The country of Libya occupies fourth position in terms of area on the African continent. It is predominantly a desert country that is bordered by Algeria, Chad, Egypt, Sudan, Niger and Tunisia and has over 2000 km of stunning Mediterranean Sea coastline. It occupies a total land span of 1.75 million sq km. and a population just short of 5 million. Most of Libya is sparsely inhabited due to a large part of it being part of the Sahara Desert.

While there has been political upheaval in the country since the past few years with the advent of the Arab Spring, it still attracts a number of visitors who are fascinated by its desolate desert landscape. Most of the hotels in Tripoli Libya are very comfortable with the staff being well trained and offering high levels of customer service. There are a good number of tourist attractions, which can be visited which include ancient Roman sites, desert cities and other places of tourist interest.

When in the capital a good place to stay is the Corinthia Hotel Tripoli which offers a classy ambience complemented by fine facilities and excellent customer service. Some of the interesting attractions to visit when on holiday in Libya include:

Tripoli: The capital city of Libya, Tripoli is renowned for its old walled Medina, and is known to be one of the most historic sites to be found in the Mediterranean region. Its basic street plan that still exists was laid out when the Romans ruled the territory, with fortified walls that were constructed towards the landward side to defend against attacks from the interior regions of Tripolitania.

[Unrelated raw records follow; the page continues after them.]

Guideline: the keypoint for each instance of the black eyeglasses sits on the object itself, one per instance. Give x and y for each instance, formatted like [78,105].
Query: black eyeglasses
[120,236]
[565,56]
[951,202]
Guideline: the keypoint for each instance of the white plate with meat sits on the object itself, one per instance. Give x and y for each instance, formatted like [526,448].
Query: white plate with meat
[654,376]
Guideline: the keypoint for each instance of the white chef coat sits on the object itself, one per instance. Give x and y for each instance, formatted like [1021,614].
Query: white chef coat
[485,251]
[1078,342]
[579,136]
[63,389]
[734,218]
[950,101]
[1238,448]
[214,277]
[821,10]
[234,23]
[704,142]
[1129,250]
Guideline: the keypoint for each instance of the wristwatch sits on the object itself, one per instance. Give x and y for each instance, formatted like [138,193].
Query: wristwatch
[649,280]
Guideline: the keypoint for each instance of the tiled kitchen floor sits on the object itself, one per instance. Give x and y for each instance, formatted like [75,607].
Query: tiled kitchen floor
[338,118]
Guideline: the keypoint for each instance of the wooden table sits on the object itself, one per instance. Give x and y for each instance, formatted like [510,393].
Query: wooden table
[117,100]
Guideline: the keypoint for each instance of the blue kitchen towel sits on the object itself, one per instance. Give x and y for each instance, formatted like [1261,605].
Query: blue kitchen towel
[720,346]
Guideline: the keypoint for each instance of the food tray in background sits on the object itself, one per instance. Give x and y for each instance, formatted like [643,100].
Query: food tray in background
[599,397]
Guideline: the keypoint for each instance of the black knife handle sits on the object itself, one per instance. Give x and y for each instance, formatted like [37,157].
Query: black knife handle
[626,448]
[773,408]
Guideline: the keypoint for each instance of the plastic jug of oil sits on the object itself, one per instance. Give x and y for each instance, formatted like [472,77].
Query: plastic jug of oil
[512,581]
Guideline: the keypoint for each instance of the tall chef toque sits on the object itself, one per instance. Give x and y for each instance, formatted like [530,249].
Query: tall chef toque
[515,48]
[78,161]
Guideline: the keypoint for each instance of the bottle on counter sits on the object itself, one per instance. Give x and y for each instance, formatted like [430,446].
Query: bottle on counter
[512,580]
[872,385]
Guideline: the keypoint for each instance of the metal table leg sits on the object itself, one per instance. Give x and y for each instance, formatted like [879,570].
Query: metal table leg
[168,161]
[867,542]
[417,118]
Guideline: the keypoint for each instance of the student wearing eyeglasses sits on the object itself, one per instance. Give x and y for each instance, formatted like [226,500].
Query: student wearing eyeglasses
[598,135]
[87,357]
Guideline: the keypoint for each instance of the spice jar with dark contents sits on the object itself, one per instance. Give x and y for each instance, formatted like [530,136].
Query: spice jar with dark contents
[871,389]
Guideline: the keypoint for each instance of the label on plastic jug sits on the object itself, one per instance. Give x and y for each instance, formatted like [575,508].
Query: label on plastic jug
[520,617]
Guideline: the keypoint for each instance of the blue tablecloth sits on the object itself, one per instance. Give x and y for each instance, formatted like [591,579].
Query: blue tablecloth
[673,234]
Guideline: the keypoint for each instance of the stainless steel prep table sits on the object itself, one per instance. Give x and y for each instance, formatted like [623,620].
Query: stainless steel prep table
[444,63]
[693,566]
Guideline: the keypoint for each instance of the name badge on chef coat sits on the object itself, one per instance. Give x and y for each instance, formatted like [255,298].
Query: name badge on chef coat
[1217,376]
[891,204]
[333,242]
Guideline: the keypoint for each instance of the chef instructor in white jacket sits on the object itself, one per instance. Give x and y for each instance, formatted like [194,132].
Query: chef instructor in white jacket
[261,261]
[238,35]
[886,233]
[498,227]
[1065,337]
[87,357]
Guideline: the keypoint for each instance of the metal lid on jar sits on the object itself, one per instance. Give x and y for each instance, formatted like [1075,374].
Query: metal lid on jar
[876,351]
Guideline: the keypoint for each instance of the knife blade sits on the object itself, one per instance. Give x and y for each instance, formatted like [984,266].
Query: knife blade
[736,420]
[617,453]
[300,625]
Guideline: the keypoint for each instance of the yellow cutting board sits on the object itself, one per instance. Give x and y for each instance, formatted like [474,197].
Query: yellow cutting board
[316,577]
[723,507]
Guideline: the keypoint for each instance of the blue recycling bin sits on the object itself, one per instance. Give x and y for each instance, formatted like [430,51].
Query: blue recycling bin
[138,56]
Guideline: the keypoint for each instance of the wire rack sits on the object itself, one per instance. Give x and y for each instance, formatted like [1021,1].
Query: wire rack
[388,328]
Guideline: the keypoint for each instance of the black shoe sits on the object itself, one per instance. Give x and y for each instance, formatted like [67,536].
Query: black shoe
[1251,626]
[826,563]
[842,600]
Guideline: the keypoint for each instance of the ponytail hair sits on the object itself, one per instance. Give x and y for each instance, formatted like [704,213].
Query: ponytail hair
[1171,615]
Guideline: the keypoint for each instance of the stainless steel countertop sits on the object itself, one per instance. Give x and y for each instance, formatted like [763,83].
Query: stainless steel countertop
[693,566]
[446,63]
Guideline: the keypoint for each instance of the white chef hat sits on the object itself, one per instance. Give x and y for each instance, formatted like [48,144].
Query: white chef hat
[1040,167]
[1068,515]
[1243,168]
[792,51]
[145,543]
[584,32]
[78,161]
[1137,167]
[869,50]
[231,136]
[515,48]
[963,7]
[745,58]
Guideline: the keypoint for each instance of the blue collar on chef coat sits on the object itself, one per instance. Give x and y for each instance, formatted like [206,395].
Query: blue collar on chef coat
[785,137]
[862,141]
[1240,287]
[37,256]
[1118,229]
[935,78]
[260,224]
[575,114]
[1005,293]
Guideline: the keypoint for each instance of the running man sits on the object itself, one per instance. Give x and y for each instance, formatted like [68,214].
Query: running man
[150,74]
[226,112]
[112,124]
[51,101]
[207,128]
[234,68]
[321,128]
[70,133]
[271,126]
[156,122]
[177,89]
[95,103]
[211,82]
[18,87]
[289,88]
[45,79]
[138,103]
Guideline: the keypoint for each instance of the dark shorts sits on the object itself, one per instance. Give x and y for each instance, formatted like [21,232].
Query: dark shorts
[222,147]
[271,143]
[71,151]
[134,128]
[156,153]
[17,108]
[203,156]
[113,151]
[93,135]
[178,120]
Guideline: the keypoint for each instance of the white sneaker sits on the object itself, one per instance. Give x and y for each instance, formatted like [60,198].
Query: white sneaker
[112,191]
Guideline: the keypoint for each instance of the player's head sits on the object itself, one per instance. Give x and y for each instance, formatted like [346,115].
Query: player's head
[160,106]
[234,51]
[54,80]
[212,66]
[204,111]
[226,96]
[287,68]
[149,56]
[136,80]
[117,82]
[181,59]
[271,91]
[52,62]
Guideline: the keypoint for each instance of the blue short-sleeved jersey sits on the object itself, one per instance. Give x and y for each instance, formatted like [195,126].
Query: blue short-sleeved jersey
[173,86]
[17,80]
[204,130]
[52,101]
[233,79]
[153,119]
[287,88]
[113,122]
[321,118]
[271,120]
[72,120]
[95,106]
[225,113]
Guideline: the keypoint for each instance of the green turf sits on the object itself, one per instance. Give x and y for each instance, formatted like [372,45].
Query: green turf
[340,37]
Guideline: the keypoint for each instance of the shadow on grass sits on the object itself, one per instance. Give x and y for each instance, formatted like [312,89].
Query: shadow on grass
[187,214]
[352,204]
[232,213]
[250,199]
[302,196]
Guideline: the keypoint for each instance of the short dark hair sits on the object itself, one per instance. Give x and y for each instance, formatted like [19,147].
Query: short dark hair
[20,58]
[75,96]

The most prominent attraction in the area is its famous castle the Al-Saraya Al-Hamra

Leptis Magna: It is also referred to as the jewel of Libya. The Leptis Magna ruins exist from the Augustan period, which was the time when Tripoli’s first public forum was built. Some of the other major structures that exist in the area are the Temples of Antaoninus and Cyhele. In the Byzantine era these were converted to a church known as the Basilica that also served as the city court as well as curia that served as the city council.

Ghadames desert: Ghadames has been described as ‘the pearl of the desert’ and was built within an oasis. It is a classic example of a traditional settlement and is also out of the most ancient pre-Saharan cities. The principal purpose for its being built was to offer its inhabitants relatively cool housing which could withstand the scorching desert temperatures. It architecture is unique in style and purpose with every storey being assigned different functions

Sabratah: Situated on the majestic Mediterranean coastline, Sabratah was declared a World Heritage site and is a popular tourist attraction. One of its biggest draws is its ancient Roman amphitheatre. The site also has a large variety of Roman temples, fountains, public baths, with many of them being artistically designed with colourful mosaics on the attractions as well as the adjoining museum. There are also remnants of the Byzantine rulers which exemplifies the revival in the area after the invasion by the Vandals.